終わりのない戦乱に疲弊していたキラに、ラクスは寄り添おうとするが、すれ違いから徐々に心の距離が開いていった。また、かつてはキラと敵対していたシンだったが、当時のわだかまりは解消したようで、年相応の振る舞いを見せるようになっている。一方アスランはコンパスには所属せず、メイリンと共に国家間の情報伝達などを担う隠密組織の“ターミナル”に出向し活動していた。また、カガリはオーブに残り、国家の首長として政治の面で彼らを支えようとしている。
デュランダル議長が提唱する「デスティニープラン」とは
『FREEDOM』の物語に関わってくる要素である、「DESTINY」でデュランダル議長が提唱した「デスティニープラン」についても説明しよう。このプランの骨子は、遺伝子調査と分析により最適な職を提供する社会システムを構築するというものである。出自などに関係なく最適な職が与えられ、それが将来的な不安や差別意識を払拭、最終的には恒久的な平和が確立されるというメリットがあった。これは、コーディネイターとナチュラルの対立が、深刻な戦乱を生み出している経緯からは理にかなったもので、多くの国がプランに賛成した。
一方で、この遺伝子至上主義ともいえる社会の到来は、自由や自主性を損なうと同時に人の可能性を否定するというデメリットもあった。自身の持つ遺伝子によってその後の人生すべてを決定し、別の道を選ぶことは許されない。最終的にはデュランダル議長が戦死したため、プランは中止されたが、その萌芽は残されたままとなっている。
『FREEDOM』で描かれる新たな勢力と陰謀の胎動
ここまでで『FREEDOM』を楽しむためのポイントを解説してきたが、最後に改めて本作の物語を説明しよう。地球連合とプラントの2度目の戦争が終結したが、世界はまだ混迷した状態にあった。C.E.75においても各地では独立運動が起こり、そしてブルーコスモスによる破壊活動が行われていた。こうした状況に対応するため、オーブ、プラント、大西洋連邦は、世界平和監視機構コンパスを創設。ラクスは初代総裁に着任すると、キラたちと共に各地の戦争の沈静化にあたっていた。
コンパスは、ユーラシア連邦から独立を果たした新興国ファウンデーション王国から提案された、ブルーコスモスの拠点への合同作戦を受諾する。しかし、その裏ではファウンデーションによる策謀が隠されていた。

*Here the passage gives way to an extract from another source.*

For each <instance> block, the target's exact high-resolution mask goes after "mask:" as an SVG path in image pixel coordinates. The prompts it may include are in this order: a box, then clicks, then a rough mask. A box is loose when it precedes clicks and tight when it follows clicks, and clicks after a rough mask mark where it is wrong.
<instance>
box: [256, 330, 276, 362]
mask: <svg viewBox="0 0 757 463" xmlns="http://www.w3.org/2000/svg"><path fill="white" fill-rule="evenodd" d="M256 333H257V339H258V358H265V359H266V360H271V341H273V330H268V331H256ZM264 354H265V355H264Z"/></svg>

本作の福田己津央監督は、「ストレートに『「DESTINY」から2年後なんだな』とだけ思って観てほしい」と語っている。今回紹介した基礎知識や世界観をもとに、ぜひ劇場で『機動戦士ガンダムSEED FREEDOM』で描かれる深みあるドラマを堪能しつつ、「ガンダム」らしいモビルスーツによる迫力あるバトルシーンも味わってほしい。